EEUU pasó la mayor parte de la era posterior a la guerra fría en costosos conflictos en otro hemisferio. Estas “guerras sin fin” continuaron cuando la nación sufrió un colapso financiero y padeció del tipo de infraestructura que debería estar por debajo de la dignidad de la nación que construyó la represa Hoover.

Las dos tendencias –el declive relativo y el agotamiento interno– han creado la mejor atmósfera para la realpolitik desde los años posteriores a Vietnam. La diferencia es que esta vez debería de perdurar, ya que China y otras potencias están reduciendo el margen de maniobra de EEUU.

Sin embargo, esto no implica que haya una demanda para el aislamiento. Hay una gran demanda para un enfoque que eleva los intereses propios sobre los valores. Trump es el primero en intentarlo. No hay ninguna razón para humillar a aliados tan intachables como Canadá o de imponer, como su gobierno lo hizo esta semana, nuevos límites el número de refugiados que pueden entrar al país. Pero la lógica subyacente del egoísmo durará más que él. Los realistas ya han visto una oportunidad para moderar las crudezas de “EEUU Primero” para crear una política exterior seria y dirigida por los intereses de EEUU.

Los más destacados entre su tribu académica, John Mearsheimer y Stephen Walt, ya han publicado libros que argumentan a favor del retiro de su nación de la “hegemonía liberal”.

Sin embargo, aunque el realismo venidero resulte ser una corrección excesiva, ya hacía falta una corrección. No hace mucho, George W. Bush describió la libertad como el “diseño de la naturaleza” y Barack Obama, con la misma despreocupación, afirmó que el arco de la historia se inclina hacia la justicia. El arco de la historia no se inclina hacia nada.

Hay cosas que seguramente extrañamos de estos presidentes –su encanto personal, sus gabinetes experimentados– pero estas tonterías teleológicas no están entre ellas. La historia de la posguerra sugiere que los ideales causan más problemas en EEUU que el cálculo frío.

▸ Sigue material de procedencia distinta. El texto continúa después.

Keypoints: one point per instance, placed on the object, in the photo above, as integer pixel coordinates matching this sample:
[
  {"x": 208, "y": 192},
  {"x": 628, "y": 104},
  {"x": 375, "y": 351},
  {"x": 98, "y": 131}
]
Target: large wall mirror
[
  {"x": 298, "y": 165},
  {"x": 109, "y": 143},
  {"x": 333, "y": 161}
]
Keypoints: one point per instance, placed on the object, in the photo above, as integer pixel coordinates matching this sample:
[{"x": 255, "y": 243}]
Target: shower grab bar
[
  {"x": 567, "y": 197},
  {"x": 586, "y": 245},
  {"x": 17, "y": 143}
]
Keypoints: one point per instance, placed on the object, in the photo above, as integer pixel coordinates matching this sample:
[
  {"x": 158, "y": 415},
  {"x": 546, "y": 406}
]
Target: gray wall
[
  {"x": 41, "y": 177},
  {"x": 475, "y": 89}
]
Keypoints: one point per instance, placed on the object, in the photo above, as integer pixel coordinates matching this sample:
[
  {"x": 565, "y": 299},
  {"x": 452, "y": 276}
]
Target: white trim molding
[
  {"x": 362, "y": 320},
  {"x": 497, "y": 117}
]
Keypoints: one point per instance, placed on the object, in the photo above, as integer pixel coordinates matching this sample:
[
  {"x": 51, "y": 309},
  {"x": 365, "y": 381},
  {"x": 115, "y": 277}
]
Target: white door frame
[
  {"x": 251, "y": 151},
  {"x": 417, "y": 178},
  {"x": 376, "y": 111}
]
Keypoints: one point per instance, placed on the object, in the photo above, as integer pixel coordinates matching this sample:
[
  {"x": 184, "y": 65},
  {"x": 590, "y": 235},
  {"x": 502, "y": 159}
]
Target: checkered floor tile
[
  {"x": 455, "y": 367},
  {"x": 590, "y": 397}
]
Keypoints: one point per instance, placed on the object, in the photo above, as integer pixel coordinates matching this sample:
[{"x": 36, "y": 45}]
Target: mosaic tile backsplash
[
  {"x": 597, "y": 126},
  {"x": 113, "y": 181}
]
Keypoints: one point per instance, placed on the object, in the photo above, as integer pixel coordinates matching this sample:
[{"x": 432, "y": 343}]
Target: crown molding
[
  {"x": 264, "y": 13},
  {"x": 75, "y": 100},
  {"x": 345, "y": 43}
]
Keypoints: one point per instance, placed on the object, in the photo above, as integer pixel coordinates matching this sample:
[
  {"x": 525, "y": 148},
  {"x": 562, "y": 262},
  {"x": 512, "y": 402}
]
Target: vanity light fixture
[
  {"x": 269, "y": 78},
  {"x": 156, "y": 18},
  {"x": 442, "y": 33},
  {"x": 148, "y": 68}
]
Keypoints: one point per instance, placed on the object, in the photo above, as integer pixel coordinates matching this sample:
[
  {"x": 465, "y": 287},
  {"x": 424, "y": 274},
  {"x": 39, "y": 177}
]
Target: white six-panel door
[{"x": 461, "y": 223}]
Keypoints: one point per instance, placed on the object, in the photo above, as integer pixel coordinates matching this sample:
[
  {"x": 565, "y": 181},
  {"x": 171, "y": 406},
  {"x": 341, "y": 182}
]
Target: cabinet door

Richard Nixon dijo que un líder puede, como máximo, “darle un empujón a la historia”. Él o ella no puede alterar el curso de la historia tanto como acelerar una tendencia que ya está en progreso. Las tendencias estructurales del mundo demandan que EEUU se encargue de sus propios intereses conforme pasa el tiempo. Cada uno de los tratados rotos y las rondas arancelarias de Trump se puede interpretar como un empujón hacia ese destino; una movida para devolver a EEUU a la normalidad otra vez. Sus sucesores lo harán mejor. Pero sí lo harán.